Я вскарабкалась на один из валунов у ближайшей тунновой тропки, и очень скоро воздух поодаль начал дрожать и сгущаться, окрашиваясь темно-оранжевым.

– Лилли? – спросила я, не дожидаясь четкости очертаний и решив не тратить время на длинные приветствия – Теодора нет рядом, а Лилли уже привыкла к моей невоспитанности. Но из золотистого тумана выступило нечто, отдаленно напоминающее суарга, только с короткими волосами. Да и вместо крыльев у него за спиной щелкали какие-то гребни, а лицо терялось за серым бугристым наростом. Может быть, она впервые принимала такой облик? Но зачем? Лилли нравилась человеческая форма. К тому же, Теодор говорил, что она боится меня напугать, поэтому всегда старается быть похожей на человеческую женщину.

– Алармель. Ирри.

Помню, как я растерялась. Другие тунны еще ни разу не разговаривали со мной и даже не показывались толком, предпочитая присылать Лилли. Иногда я ловила глазами смутные оранжеватые тени, но когда подбегала, там уже никого не было. Я знала, какое значение тунны придают общению с людьми, настраиванию на разговор и прочим глупостям – Хоакин с Теодором мне все уши об этом прожужжали – и вот, надо же, при первой самостоятельной встрече с незнакомым тунном повела себя невежливо. Я набрала побольше воздуха и открыла было рот, чтобы разразиться длинной приветственной речью, которую к тому времени уже опробовала несколько раз целиком – на Лилли, но в голове раздался тихий смех:

– Алармель. Я тебя слышу. Мы принимаем на себя ваши трудности.
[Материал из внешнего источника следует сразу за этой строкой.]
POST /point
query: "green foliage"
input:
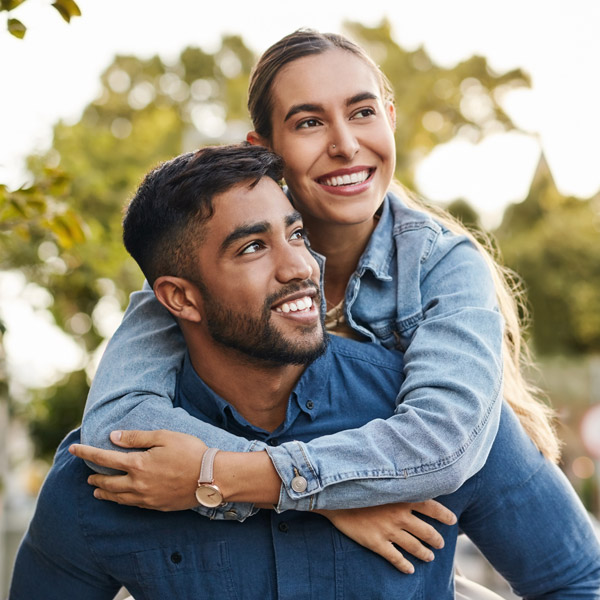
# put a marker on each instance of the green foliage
(553, 242)
(66, 8)
(54, 412)
(435, 104)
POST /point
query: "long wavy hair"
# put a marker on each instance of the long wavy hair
(535, 415)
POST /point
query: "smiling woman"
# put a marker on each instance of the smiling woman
(407, 281)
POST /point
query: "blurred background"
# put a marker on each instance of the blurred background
(498, 121)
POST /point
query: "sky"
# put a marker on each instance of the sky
(54, 73)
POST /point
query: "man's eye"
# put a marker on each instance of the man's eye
(308, 123)
(363, 112)
(251, 248)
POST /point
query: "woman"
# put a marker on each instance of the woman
(397, 274)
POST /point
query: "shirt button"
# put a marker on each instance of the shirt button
(299, 484)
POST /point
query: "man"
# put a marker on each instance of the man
(226, 254)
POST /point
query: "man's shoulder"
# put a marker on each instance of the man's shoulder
(367, 354)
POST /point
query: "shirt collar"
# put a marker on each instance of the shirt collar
(379, 252)
(194, 394)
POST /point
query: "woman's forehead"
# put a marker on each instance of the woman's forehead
(332, 76)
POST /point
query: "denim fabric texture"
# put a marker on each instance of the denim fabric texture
(418, 288)
(519, 509)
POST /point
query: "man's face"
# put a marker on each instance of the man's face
(258, 281)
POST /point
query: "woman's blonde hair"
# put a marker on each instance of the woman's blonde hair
(535, 416)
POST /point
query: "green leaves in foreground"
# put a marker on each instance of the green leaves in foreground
(66, 8)
(41, 207)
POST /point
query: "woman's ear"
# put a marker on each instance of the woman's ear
(180, 297)
(391, 113)
(257, 140)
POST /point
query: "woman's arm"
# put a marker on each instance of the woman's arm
(135, 383)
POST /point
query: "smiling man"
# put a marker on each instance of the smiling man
(226, 255)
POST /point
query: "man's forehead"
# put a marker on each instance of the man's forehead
(247, 209)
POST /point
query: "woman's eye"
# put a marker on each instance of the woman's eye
(308, 123)
(251, 248)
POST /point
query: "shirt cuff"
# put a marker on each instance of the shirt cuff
(300, 481)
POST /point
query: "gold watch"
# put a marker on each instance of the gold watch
(208, 493)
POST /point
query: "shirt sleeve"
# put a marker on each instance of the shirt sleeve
(134, 388)
(448, 405)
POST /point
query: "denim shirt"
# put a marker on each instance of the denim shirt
(519, 509)
(417, 287)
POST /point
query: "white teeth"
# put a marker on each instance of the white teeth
(302, 304)
(347, 179)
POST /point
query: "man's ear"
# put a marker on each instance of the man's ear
(181, 297)
(257, 140)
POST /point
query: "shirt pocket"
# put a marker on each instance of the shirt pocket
(201, 570)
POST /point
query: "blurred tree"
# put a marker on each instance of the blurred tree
(149, 111)
(435, 104)
(553, 242)
(66, 8)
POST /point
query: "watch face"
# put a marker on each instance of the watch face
(209, 495)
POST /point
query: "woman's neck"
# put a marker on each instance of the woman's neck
(342, 246)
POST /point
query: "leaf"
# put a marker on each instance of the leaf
(10, 4)
(67, 9)
(16, 28)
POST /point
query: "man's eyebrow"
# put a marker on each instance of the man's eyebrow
(244, 231)
(318, 108)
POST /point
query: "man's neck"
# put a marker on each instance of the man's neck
(258, 391)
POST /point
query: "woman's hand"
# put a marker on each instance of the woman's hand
(384, 529)
(163, 477)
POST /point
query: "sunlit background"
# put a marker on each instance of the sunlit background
(498, 121)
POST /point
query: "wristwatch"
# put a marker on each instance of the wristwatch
(208, 494)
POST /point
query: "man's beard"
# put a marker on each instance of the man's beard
(257, 339)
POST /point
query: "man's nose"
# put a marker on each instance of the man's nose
(295, 263)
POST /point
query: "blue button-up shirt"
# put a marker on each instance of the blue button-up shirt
(519, 509)
(417, 287)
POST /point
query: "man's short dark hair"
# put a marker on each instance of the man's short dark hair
(163, 223)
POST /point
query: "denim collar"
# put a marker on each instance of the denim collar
(379, 252)
(305, 398)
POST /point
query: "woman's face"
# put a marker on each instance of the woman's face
(335, 133)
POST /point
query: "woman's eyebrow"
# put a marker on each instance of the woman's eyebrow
(302, 108)
(318, 108)
(360, 97)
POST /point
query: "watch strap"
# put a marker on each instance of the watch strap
(207, 466)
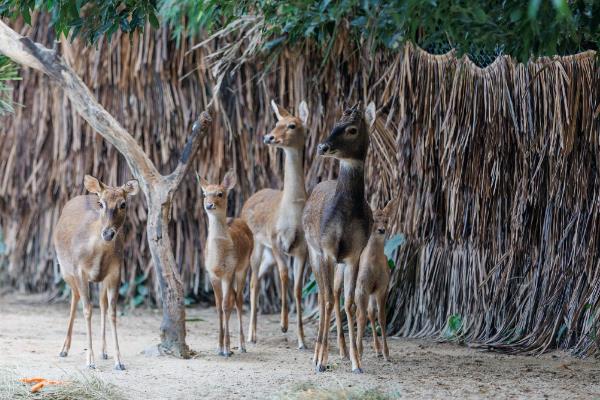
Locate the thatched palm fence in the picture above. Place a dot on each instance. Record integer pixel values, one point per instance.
(496, 170)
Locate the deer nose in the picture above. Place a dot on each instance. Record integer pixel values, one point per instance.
(108, 234)
(268, 139)
(323, 148)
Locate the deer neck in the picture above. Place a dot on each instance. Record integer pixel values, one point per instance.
(376, 243)
(294, 192)
(351, 181)
(217, 227)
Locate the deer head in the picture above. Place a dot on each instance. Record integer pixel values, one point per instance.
(290, 131)
(112, 204)
(215, 195)
(349, 138)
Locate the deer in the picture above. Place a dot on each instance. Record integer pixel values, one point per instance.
(337, 223)
(89, 246)
(227, 256)
(275, 218)
(372, 283)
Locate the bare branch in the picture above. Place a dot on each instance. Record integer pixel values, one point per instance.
(25, 52)
(199, 130)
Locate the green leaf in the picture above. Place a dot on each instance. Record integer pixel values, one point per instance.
(392, 244)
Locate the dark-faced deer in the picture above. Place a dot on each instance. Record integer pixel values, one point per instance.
(275, 218)
(372, 283)
(89, 246)
(337, 223)
(227, 256)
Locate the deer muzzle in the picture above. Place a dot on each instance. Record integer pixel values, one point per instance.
(109, 234)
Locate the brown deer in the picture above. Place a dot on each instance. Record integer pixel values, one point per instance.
(372, 283)
(227, 256)
(275, 218)
(89, 247)
(337, 222)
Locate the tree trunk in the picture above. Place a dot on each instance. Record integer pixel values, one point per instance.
(172, 329)
(158, 189)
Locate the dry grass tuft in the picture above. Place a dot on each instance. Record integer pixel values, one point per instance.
(310, 392)
(80, 387)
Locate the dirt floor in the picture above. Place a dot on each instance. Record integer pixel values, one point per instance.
(32, 332)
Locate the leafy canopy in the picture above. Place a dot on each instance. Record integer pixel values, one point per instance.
(516, 27)
(90, 20)
(8, 72)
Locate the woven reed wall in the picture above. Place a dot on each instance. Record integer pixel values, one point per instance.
(496, 170)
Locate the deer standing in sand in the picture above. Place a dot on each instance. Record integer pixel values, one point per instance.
(228, 248)
(89, 247)
(337, 223)
(275, 218)
(372, 283)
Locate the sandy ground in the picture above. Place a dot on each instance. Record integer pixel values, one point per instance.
(32, 332)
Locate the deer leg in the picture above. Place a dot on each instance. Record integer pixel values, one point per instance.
(216, 284)
(361, 319)
(284, 277)
(382, 322)
(255, 259)
(350, 276)
(239, 304)
(327, 280)
(84, 289)
(299, 261)
(316, 269)
(371, 312)
(112, 291)
(103, 307)
(337, 294)
(74, 300)
(228, 299)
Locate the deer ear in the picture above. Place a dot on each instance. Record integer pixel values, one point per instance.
(390, 207)
(203, 182)
(229, 180)
(132, 187)
(279, 111)
(93, 185)
(370, 114)
(303, 112)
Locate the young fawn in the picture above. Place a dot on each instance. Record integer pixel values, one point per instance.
(337, 222)
(227, 256)
(275, 218)
(372, 283)
(89, 246)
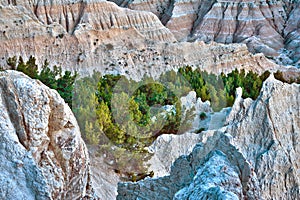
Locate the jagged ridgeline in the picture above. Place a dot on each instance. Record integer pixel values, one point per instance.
(122, 116)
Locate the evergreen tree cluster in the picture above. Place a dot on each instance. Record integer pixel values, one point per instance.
(53, 78)
(220, 89)
(122, 116)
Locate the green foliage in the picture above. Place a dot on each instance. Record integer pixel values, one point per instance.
(54, 79)
(203, 116)
(200, 130)
(12, 62)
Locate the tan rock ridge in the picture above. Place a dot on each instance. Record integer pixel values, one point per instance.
(111, 40)
(42, 153)
(265, 26)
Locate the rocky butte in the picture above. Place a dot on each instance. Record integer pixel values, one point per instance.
(269, 27)
(88, 35)
(255, 156)
(41, 150)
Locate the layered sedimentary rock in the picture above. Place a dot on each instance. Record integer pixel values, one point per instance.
(41, 150)
(265, 26)
(256, 156)
(88, 35)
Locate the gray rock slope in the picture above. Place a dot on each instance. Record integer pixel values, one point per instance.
(255, 156)
(41, 151)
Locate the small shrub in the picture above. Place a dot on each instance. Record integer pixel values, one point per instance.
(203, 116)
(200, 130)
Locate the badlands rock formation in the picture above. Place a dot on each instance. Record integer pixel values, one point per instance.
(91, 34)
(265, 26)
(256, 156)
(41, 150)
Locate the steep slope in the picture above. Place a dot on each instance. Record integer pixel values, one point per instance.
(88, 35)
(41, 150)
(270, 27)
(256, 156)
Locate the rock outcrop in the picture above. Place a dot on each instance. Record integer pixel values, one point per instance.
(41, 150)
(265, 26)
(256, 156)
(99, 35)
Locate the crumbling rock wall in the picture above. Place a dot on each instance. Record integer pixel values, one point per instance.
(41, 150)
(270, 27)
(256, 156)
(99, 35)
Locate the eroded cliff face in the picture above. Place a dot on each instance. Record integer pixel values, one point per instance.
(270, 27)
(88, 35)
(255, 156)
(41, 150)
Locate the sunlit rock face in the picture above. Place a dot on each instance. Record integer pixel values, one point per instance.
(41, 150)
(99, 35)
(270, 27)
(255, 156)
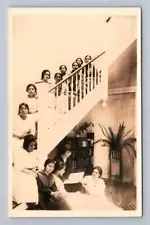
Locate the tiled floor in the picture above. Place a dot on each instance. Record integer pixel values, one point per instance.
(123, 196)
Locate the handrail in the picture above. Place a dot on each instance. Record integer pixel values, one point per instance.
(62, 81)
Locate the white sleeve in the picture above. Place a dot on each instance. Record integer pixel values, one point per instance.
(60, 185)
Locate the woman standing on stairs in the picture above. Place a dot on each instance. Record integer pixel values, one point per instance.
(64, 157)
(24, 125)
(60, 94)
(47, 100)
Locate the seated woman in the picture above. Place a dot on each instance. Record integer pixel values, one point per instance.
(24, 124)
(49, 196)
(32, 99)
(94, 187)
(25, 191)
(64, 157)
(58, 173)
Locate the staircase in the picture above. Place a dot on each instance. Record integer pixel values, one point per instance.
(81, 90)
(75, 96)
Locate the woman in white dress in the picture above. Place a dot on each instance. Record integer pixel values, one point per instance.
(58, 173)
(24, 124)
(24, 174)
(32, 99)
(60, 93)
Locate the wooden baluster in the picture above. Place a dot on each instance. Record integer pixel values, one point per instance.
(100, 75)
(66, 94)
(87, 80)
(95, 76)
(72, 92)
(91, 78)
(81, 85)
(85, 83)
(76, 88)
(56, 97)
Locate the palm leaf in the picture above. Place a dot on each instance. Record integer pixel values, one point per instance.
(104, 131)
(129, 153)
(127, 133)
(126, 145)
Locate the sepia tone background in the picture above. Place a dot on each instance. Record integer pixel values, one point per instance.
(39, 48)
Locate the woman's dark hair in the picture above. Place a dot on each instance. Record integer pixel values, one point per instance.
(64, 66)
(66, 148)
(48, 161)
(23, 104)
(31, 85)
(59, 165)
(43, 73)
(74, 63)
(99, 170)
(80, 59)
(88, 56)
(27, 141)
(57, 74)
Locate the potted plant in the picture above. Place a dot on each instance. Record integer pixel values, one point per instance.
(81, 132)
(116, 143)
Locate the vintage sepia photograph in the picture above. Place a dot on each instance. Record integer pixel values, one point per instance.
(74, 112)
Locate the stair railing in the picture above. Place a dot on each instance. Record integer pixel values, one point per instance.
(75, 86)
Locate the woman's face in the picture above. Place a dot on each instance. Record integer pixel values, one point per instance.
(58, 77)
(87, 59)
(68, 154)
(32, 146)
(61, 172)
(95, 173)
(63, 69)
(75, 66)
(31, 91)
(23, 110)
(79, 61)
(46, 76)
(49, 168)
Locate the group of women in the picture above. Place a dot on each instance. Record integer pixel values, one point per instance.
(43, 188)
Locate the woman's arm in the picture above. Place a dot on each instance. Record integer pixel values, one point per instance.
(30, 171)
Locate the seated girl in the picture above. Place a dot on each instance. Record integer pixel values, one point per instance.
(94, 185)
(49, 196)
(58, 173)
(24, 172)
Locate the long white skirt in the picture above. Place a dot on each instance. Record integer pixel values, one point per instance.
(24, 187)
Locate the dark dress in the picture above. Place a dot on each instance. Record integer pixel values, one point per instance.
(67, 164)
(46, 185)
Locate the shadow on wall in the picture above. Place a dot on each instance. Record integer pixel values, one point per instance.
(122, 73)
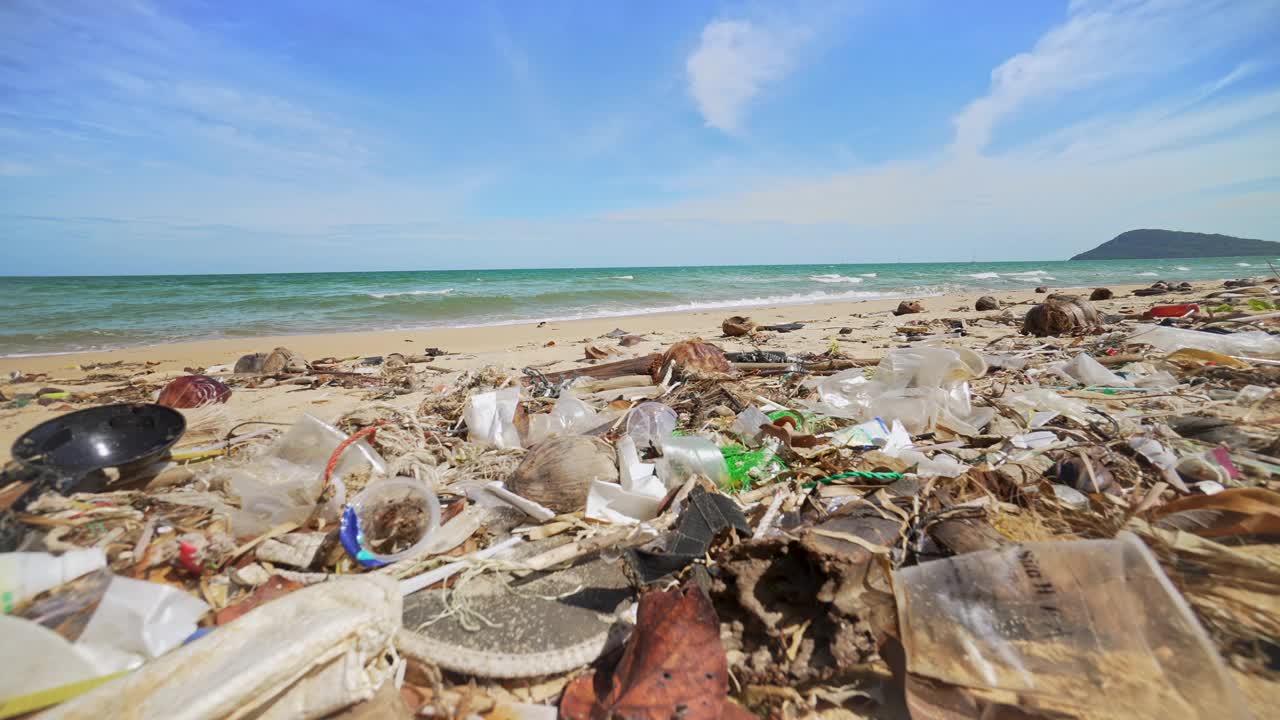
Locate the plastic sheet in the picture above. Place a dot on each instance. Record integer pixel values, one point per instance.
(1251, 343)
(302, 656)
(136, 621)
(1040, 400)
(1084, 628)
(1161, 458)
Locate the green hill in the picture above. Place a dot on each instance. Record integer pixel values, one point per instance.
(1141, 245)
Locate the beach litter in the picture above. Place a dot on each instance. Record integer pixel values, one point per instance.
(1074, 520)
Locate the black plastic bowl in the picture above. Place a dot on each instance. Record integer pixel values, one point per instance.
(110, 436)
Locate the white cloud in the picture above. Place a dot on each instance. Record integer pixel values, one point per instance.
(1107, 41)
(735, 62)
(1159, 167)
(16, 169)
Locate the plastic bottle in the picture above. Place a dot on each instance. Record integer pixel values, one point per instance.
(27, 574)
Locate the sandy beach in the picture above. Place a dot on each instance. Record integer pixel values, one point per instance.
(552, 346)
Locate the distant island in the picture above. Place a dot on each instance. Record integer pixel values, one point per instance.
(1152, 244)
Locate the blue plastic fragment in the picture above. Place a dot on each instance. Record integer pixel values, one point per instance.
(353, 540)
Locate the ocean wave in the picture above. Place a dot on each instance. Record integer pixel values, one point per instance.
(833, 278)
(382, 295)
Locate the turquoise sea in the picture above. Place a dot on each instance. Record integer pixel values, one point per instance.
(44, 315)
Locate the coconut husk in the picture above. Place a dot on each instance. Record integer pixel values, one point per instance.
(558, 472)
(691, 359)
(737, 326)
(284, 360)
(1061, 314)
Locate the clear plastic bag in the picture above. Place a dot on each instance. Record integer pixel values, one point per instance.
(922, 387)
(284, 483)
(1169, 340)
(1089, 628)
(1086, 370)
(570, 417)
(490, 418)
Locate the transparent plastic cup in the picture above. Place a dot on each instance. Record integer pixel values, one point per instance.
(684, 458)
(396, 519)
(650, 423)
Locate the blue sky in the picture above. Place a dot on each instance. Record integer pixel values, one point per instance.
(233, 136)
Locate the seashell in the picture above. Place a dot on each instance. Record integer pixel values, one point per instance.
(1061, 314)
(737, 326)
(193, 391)
(691, 358)
(558, 472)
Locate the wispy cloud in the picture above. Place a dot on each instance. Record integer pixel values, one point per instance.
(1143, 162)
(1105, 41)
(736, 60)
(136, 81)
(16, 169)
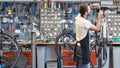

Заключительная формальная фраза. Я опустила глаза и старательно повторила последние слова тунна Ирри. Заодно проделав трюк, которому еще в детстве меня научил Теодор: оставила в голове только то, с чем пришла, обратив прочие мысли в быстро крутящуюся сверкающую воронку и мгновенно сжав ее в бесконечно уменьшающуюся точку. Задержавшиеся тени были слишком бледны, чтобы читать их отчетливо. Все же не стоит открываться существу, запросто проникающему в твой разум. Лилли была поражена, когда я продемонстрировала ей свое "безмыслие": тунны считали, что так умеют только суарги. Почему-то Ирри не удивился. Или не счел нужным выказать удивление. Или, может быть, Лилли ему рассказала? Может быть, то, что знает один тунн, становится достоянием других? Наши женщины, например, совершенно не умеют хранить секреты.